Base64編碼原來是這麼回事兒
更多python教程請到: 菜鳥教程www.piaodoo.com
人人影視www.sfkyty.com
1. 基本介紹
tensorflow裝置記憶體管理模組實現了一個best-fit with coalescing演算法(後文簡稱bfc演算法)。
bfc演算法是Doung Lea's malloc(dlmalloc)的一個非常簡單的版本。
它具有記憶體分配、釋放、碎片管理等基本功能。
2. bfc基本演算法思想
1. 資料結構
整個記憶體空間由一個按基址升序排列的Chunk雙向連結串列來表示,它們的直接前趨和後繼必須在地址連續的記憶體空間。Chunk結構體裡含有實際大小、請求大小、是否被佔用、基址、直接前趨、直接後繼、Bin索引等資訊。
2. 申請
使用者申請一個記憶體塊(malloc)。

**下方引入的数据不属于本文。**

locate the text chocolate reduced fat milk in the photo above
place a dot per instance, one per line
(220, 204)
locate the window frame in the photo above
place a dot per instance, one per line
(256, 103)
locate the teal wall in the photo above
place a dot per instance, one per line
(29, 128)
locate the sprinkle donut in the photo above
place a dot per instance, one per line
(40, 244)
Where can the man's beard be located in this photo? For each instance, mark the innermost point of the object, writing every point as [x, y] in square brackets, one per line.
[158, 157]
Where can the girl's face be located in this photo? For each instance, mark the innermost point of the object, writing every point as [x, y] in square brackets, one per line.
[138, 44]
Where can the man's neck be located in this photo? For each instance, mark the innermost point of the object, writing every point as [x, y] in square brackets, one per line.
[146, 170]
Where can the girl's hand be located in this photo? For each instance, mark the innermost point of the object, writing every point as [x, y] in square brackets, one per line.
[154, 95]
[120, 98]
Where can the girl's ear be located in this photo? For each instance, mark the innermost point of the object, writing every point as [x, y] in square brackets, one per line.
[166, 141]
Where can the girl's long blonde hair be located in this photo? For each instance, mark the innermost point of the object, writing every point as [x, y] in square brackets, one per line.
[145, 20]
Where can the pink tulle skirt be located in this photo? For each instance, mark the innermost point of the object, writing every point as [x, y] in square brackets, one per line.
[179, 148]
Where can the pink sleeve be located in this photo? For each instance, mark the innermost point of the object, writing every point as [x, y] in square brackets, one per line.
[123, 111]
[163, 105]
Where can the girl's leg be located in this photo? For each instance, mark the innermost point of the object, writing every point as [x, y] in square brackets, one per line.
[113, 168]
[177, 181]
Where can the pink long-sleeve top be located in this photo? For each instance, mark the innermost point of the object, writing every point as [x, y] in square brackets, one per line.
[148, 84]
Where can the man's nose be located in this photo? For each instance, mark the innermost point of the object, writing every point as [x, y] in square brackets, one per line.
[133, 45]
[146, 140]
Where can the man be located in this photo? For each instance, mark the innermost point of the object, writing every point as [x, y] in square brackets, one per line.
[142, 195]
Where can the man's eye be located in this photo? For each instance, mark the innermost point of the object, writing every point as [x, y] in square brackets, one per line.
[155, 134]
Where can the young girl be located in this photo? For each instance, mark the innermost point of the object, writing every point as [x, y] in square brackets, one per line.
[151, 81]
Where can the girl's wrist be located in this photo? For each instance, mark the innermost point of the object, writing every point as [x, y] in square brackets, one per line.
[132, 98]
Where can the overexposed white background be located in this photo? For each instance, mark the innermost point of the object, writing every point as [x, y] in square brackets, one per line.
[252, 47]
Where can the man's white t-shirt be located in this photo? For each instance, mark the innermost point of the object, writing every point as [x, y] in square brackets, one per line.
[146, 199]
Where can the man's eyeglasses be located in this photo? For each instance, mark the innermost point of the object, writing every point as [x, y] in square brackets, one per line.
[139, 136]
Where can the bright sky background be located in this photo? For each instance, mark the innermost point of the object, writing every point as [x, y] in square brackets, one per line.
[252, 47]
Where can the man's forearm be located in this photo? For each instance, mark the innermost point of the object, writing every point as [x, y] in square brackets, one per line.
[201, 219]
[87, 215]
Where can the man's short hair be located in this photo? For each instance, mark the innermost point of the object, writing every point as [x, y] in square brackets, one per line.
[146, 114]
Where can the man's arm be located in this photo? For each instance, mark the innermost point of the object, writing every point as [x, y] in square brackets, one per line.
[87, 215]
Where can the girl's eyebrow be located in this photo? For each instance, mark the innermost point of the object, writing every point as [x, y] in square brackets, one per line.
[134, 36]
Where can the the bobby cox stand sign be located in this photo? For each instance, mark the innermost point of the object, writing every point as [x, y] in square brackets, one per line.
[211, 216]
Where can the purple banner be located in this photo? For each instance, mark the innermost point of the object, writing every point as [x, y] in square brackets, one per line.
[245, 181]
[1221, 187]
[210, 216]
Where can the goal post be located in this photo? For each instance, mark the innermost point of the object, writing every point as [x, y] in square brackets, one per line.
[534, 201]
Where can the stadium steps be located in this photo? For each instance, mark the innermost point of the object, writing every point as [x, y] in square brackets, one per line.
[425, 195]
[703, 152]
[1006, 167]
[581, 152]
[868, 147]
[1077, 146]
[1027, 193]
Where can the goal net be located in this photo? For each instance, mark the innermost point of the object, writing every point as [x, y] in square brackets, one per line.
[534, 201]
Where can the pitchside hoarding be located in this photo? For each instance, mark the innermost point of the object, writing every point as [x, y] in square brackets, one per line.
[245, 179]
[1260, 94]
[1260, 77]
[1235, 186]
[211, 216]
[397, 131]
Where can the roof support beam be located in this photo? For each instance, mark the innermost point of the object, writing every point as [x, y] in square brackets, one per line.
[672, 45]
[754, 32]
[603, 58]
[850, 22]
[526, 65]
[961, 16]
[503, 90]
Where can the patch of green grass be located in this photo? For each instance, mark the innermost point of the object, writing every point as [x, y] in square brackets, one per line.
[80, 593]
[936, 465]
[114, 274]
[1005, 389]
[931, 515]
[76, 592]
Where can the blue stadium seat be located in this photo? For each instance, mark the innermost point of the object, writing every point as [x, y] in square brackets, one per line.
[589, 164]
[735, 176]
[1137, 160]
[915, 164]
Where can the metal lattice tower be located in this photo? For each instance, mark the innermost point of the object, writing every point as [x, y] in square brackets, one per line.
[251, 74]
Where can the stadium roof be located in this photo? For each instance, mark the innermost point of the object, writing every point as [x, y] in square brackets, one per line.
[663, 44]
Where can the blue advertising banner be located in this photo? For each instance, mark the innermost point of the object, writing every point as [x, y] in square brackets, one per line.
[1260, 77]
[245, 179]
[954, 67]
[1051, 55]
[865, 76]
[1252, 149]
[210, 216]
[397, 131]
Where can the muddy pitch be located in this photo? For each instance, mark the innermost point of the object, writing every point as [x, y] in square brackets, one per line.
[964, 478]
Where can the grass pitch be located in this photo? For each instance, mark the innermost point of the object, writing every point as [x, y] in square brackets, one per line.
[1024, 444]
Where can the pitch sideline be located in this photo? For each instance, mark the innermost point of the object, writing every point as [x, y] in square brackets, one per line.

根據chunk雙鏈表找到一個合適的記憶體塊,如果該記憶體塊的大小是使用者申請的大小的二倍以上,那麼就將該記憶體塊切分成兩塊,這就是split操作。
返回其中一塊給使用者,並將該記憶體塊標識為佔用
Spilt操作會新增一個chunk,所以需要修改chunk雙鏈表以維持前驅和後繼關係
如果使用者申請512的空間,正好有一塊1024的chunk2是空閒的,由於1024/512 =2,所以chunk2 被split為2塊:chunk2_1和chunk2_2。返回chunk2_1給使用者並將其標誌位佔用狀態。
3. 釋放
使用者釋放一個記憶體塊(free)。先將該塊標記為空閒。然後根據chunk資料結構中的資訊找到其前驅和後繼記憶體塊。如果前驅和後繼塊中有空閒的塊,那麼將剛釋放的塊和空閒的塊合併成一個更大的chunk(這就是merge操作,合併當前塊和其前後的空閒塊)。再修改雙鏈表結構以維持前驅後繼關係。這就做到了記憶體碎片的回收。
如果使用者要free chunk3,由於chunk3的前驅chunk2也是空閒的,所以將chunk2和chunk3合併得到一個新的chunk2',大小為chunk2和chunk3之和。
3. bins
1. bins資料結構
bfc演算法採取的是被動分塊的策略。最開始整個記憶體是一個chunk,隨著使用者申請空間的次數增加,最開始的大chunk會被不斷的split開來,從而產生越來越多的小chunk。當chunk數量很大時,為了尋找一個合適的記憶體塊而遍歷雙鏈表無疑是一筆巨大的開銷。為了實現對空閒塊的高效管理,bfc演算法設計了bin這個抽象資料結構。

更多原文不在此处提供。